By PETER O’NEIL  2007-03-19 14:17  Sun Ottawa Bureau
OTTAWA -- B.C. got a financial boost for the Asia-Pacific Gateway infrastructure initiative in today’s federal budget but suffered a potentially damaging long-term setback under a new formula for the equalization program that funnels billions to Quebec and other poorer provinces.

The Conservative government’s second budget also announced a get-tough National Drug Strategy that provides $64 million in new money but provides no funds for “harm reduction” initiatives like needle exchanges and Vancouver’s pilot supervised injection site for drug addicts.

Finance Minister Jim Flaherty’s second budget topped up last year’s $591 million commitment to improving road and rail access to key West Coast transportation hubs with an additional $410 million, spread over eight years.


Finance Minister Jim Flaherty / by Canadian Press
“We will (invest) in national, growth-oriented projects like the Asia-Pacific Gateway, to which we are now committing $1 billion in federal funding,” Flaherty said in the text of his budget speech presented to the House of Commons.
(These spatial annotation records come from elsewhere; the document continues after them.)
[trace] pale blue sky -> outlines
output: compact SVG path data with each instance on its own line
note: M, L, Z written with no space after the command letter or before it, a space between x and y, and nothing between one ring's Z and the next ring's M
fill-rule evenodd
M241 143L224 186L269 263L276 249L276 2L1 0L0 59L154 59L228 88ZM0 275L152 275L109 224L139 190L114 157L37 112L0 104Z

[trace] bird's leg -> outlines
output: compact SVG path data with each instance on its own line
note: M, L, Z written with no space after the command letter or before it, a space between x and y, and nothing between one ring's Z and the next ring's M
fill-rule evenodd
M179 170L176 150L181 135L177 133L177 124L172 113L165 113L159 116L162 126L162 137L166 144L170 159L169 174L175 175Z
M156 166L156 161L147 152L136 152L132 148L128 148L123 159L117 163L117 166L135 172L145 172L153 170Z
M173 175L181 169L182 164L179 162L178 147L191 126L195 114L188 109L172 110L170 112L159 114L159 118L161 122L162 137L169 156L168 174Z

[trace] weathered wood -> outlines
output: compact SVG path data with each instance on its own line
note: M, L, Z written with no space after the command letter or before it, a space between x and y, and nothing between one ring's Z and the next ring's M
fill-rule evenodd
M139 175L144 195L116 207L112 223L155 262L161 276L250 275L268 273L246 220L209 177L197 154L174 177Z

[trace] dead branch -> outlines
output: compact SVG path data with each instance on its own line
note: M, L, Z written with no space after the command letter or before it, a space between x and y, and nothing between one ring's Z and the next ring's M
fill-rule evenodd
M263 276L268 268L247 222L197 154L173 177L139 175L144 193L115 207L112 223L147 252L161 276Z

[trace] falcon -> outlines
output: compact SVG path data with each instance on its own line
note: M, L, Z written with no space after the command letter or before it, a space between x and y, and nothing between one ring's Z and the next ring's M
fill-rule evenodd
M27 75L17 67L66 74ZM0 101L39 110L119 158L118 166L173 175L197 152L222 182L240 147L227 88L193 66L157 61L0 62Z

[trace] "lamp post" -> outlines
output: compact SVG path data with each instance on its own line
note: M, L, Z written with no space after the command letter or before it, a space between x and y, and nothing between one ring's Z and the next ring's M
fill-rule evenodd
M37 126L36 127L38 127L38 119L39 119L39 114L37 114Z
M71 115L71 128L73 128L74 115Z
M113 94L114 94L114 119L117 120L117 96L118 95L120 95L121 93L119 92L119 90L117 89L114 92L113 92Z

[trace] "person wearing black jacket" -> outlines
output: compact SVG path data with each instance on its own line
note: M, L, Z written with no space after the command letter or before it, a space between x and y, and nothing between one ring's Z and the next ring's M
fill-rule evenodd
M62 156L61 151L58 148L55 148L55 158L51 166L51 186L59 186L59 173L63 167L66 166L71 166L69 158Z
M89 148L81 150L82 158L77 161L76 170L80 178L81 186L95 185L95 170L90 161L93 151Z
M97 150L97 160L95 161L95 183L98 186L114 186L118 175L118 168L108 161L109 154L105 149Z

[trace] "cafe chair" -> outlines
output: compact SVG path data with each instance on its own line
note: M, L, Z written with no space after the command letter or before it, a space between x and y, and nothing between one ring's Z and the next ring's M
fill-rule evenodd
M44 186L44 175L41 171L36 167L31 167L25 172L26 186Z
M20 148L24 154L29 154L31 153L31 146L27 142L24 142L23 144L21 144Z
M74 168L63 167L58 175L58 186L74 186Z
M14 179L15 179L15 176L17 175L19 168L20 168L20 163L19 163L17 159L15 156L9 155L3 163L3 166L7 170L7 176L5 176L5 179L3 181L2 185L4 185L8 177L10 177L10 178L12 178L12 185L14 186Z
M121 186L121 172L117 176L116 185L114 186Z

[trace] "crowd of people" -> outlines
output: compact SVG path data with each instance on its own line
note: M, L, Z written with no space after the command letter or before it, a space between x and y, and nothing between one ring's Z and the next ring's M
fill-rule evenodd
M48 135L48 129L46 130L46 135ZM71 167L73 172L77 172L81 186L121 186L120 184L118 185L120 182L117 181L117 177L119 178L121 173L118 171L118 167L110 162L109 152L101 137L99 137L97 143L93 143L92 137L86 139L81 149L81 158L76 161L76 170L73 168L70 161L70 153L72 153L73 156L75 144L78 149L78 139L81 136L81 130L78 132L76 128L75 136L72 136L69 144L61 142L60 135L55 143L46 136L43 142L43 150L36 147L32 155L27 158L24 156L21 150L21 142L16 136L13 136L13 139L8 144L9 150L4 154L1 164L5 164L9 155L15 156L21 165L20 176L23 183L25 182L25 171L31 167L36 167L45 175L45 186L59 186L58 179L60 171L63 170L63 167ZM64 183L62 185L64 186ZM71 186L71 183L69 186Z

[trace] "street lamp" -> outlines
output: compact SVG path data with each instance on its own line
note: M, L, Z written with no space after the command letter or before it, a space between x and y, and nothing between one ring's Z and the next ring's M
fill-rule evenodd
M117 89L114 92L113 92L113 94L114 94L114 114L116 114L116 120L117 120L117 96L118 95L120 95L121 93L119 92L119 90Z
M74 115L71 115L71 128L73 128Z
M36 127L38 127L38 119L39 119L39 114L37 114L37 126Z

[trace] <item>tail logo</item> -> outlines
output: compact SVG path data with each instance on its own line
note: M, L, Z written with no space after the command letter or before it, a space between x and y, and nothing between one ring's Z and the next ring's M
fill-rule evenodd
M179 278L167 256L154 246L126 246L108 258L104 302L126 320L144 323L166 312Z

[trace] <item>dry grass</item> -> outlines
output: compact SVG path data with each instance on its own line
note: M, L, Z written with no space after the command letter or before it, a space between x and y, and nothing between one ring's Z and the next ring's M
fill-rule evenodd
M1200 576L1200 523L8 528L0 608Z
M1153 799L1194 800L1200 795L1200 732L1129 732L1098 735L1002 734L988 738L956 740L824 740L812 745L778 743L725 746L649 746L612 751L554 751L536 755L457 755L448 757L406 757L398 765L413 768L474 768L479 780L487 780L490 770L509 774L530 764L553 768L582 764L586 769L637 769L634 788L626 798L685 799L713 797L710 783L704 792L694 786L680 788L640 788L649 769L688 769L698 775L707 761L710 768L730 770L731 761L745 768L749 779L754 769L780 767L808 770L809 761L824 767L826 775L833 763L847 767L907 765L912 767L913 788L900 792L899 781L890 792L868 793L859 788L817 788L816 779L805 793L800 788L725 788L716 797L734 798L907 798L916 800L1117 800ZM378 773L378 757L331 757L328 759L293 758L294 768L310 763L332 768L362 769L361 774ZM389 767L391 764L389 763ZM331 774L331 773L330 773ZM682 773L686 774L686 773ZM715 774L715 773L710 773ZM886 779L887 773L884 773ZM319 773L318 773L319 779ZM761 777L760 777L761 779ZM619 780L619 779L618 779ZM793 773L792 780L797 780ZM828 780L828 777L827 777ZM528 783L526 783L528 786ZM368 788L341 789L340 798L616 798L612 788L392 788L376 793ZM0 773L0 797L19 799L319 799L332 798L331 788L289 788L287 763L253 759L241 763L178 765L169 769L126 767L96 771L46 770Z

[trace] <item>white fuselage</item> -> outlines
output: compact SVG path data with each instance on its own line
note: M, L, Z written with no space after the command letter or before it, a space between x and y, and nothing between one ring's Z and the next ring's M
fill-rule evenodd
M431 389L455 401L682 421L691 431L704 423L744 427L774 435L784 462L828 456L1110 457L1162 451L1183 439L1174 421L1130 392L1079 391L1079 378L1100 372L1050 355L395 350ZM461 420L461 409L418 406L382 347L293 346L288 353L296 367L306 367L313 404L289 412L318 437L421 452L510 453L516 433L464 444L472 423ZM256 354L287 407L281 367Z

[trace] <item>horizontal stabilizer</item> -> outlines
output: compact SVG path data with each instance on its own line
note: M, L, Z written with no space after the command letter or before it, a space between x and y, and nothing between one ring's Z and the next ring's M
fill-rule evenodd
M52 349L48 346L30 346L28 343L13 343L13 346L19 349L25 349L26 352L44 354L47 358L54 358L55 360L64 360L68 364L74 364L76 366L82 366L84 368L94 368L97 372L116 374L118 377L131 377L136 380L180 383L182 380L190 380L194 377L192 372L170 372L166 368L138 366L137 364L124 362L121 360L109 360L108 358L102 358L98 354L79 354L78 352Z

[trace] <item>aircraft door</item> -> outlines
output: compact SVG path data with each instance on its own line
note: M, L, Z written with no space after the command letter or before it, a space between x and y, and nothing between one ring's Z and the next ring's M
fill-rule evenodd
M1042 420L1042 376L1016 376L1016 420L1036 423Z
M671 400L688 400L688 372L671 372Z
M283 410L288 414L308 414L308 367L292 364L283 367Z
The budget presented mixed blessings for B.C. Premier Gordon Campbell.

While the extra Gateway money will be appreciated, Campbell has also argued loudly against today’s proposed change in the new formula for the equalization program that sends federal tax dollars to every province in recent years except Ontario and Alberta.

Campbell objected to a 2006 expert panel’s proposal calling for inclusion of B.C.’s sky-high property values in the formula, a move that the panel acknowledged would help Quebec and hurt B.C.

The B.C. government, which stops receiving equalization this year due to a surging economy, won’t likely ever be eligible to receive payments again under that program even if the economy slumps, Campbell and Finance Minister Carole Taylor have warned.

But Flaherty went ahead and instituted the new formula anyway to determine each province’s “fiscal capacity” to raise taxes.

The new formula will result in Quebec’s allotment going from $5.5 billion this year to $7.6 billion in 2008-09.

“Of all the changes to the measurement of fiscal capacity, the single largest impact stems from the move to a new residential property tax base based on market value,” the budget notes.

“Nowhere is this more important than in British Columbia, which has seen significant increases in housing prices.”

In recognition of B.C.’s setback, the budget will provide “additional protection” to the province by maintaining the old formula, which discounted property values, for a three-year transition period.